Манечка испуганно, все еще пребывая в полусне, раскрыла глаза. Я быстро встал и защелкнул предохранитель на замке.
За дверью спорили:
— Та немае тут никого, — это Каменюкин голос.
— А ну, давай ключи! — это Шаров к Каменюке обратился.
— Немае ключей. Я уси три отдав йому…
— Непорядок, — ответил Шаров.
— Куда он мог пропасть? — это моя мама беспокойным голосом.
— Что вы так волнуетесь? — это Настя.
— А ну, моим ключом попробуй! — это Шаров.
В замке заковырялись. Манечка прижалась ко мне.
— Не откроют! А откроют — женимся! — почему-то вылетело у меня. — Еще лучше, если откроют, — прошептал я.
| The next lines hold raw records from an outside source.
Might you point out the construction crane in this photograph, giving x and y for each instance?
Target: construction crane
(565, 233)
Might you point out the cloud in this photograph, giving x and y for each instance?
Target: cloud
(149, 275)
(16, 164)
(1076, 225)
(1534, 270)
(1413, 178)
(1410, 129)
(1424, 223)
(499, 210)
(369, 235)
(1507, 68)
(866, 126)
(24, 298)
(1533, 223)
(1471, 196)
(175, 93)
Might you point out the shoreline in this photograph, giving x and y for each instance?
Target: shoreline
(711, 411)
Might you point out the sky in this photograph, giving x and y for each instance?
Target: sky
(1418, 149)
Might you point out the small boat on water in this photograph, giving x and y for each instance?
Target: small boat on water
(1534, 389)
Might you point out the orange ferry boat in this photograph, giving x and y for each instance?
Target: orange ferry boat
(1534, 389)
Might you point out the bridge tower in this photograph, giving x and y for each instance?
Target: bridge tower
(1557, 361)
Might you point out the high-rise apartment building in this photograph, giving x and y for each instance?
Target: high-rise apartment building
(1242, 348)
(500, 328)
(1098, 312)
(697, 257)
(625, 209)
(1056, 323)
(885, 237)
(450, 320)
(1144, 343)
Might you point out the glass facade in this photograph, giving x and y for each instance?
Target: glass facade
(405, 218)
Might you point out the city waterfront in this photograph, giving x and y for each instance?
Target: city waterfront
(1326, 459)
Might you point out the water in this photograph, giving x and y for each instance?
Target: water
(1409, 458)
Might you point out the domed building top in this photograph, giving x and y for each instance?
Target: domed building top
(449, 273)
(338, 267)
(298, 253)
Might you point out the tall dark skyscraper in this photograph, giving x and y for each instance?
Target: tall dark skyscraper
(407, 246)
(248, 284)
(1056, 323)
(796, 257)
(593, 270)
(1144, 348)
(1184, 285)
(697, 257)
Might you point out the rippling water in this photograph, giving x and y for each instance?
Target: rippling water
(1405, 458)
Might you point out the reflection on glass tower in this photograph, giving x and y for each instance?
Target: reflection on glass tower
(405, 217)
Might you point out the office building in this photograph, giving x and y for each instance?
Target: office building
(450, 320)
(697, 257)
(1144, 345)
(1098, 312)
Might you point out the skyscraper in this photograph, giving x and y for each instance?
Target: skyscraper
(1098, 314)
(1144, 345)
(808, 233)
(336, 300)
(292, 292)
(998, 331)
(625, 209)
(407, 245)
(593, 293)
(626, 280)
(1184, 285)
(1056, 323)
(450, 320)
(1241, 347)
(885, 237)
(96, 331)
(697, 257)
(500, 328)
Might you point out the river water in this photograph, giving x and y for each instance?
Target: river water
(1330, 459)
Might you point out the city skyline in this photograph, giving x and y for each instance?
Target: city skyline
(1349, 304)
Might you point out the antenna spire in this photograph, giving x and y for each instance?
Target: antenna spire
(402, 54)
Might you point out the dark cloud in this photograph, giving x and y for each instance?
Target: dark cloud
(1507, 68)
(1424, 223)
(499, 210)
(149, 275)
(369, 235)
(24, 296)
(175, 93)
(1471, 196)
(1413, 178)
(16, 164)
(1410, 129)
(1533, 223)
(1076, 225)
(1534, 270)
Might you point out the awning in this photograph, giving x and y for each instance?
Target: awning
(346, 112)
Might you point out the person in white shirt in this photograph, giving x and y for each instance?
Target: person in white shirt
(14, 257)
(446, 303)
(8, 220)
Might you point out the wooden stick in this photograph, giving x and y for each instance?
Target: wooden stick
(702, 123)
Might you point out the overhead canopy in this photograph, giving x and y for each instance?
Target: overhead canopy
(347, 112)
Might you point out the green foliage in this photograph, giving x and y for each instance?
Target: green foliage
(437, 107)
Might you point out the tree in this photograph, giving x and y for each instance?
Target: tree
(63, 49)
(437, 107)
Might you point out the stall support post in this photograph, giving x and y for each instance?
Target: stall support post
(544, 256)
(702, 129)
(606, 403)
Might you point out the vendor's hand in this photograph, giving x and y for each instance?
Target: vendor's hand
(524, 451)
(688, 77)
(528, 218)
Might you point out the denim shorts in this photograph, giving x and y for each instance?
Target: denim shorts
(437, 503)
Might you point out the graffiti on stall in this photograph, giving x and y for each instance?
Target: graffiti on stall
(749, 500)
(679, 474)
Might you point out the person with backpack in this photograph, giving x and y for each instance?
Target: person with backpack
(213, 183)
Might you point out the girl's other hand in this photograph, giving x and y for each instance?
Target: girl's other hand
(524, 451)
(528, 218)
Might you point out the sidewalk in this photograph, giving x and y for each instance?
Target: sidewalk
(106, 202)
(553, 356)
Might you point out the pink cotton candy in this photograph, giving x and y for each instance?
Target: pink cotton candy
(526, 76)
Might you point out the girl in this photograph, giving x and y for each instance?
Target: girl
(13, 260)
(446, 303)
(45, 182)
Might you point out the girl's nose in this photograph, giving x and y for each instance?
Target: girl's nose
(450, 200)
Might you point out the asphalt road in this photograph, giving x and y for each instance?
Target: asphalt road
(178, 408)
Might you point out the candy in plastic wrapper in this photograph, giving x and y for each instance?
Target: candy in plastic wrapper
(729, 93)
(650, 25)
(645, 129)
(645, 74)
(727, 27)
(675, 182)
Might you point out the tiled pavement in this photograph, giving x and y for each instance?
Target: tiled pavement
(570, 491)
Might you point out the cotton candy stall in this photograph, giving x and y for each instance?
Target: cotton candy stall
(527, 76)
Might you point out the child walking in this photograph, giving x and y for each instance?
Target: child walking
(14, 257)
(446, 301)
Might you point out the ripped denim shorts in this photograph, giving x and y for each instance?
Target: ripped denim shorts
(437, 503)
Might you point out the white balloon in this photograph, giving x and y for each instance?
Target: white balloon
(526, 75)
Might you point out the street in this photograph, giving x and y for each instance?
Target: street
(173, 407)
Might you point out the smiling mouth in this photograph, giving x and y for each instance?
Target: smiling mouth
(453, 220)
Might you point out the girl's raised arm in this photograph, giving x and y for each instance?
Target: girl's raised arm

Манечка прижала свою ладонь к моим губам.
— Не подходит ключ! — это Каменюка доложил;
— Ладно, пошли, — ответил Шаров.
Снова загремели шаги на крыльце. А когда стало совсем тихо, Манечка закрыла лицо руками и заплакала.
Перед Новым годом умерла мама Славы Деревянко. Удавилась, как потом мы узнали.
В день, когда нарочным доставлено было это печальное известие, Шаров задыхался от гнева. Еще одна анонимка была направлена в высокую инстанцию, откуда пообещали приехать с расследованием. В жалобе писалось, что воровство в новой школе поставлено на промышленную основу, что тянут все, что безобразиям нет и не будет конца. Писавший был грамотным человеком. Он ссылался даже на Карамзина, который много лет назад на вопрос: «Чем занимаются сейчас в России?»- ответил: «Воруют».
Анонимщик не щадил Шарова, называя его новым типом приобретателя, и это очень и очень обидело Шарова. Он был оскорблен в своих лучших патриотических чувствах, поскольку в его лице очернялся в какой-то мере, как он сам считал, общественный строй. Бешенство Шарова проявлялось по-разному. В тот день гнев его сопровождался мрачным молчанием. Шаров темнел. Темнели глаза, лицо, волосы, одежда, весь он погружался во мрак, который черной аурой двигался за ним. Выражение «темнее тучи» было применимо к нему не в каких-нибудь иносказаниях, а напрямую, потому что он был действительно темнее тучи, темнее угольной пыли, темнее сажи газовой, темнее самых темных сил на этом свете.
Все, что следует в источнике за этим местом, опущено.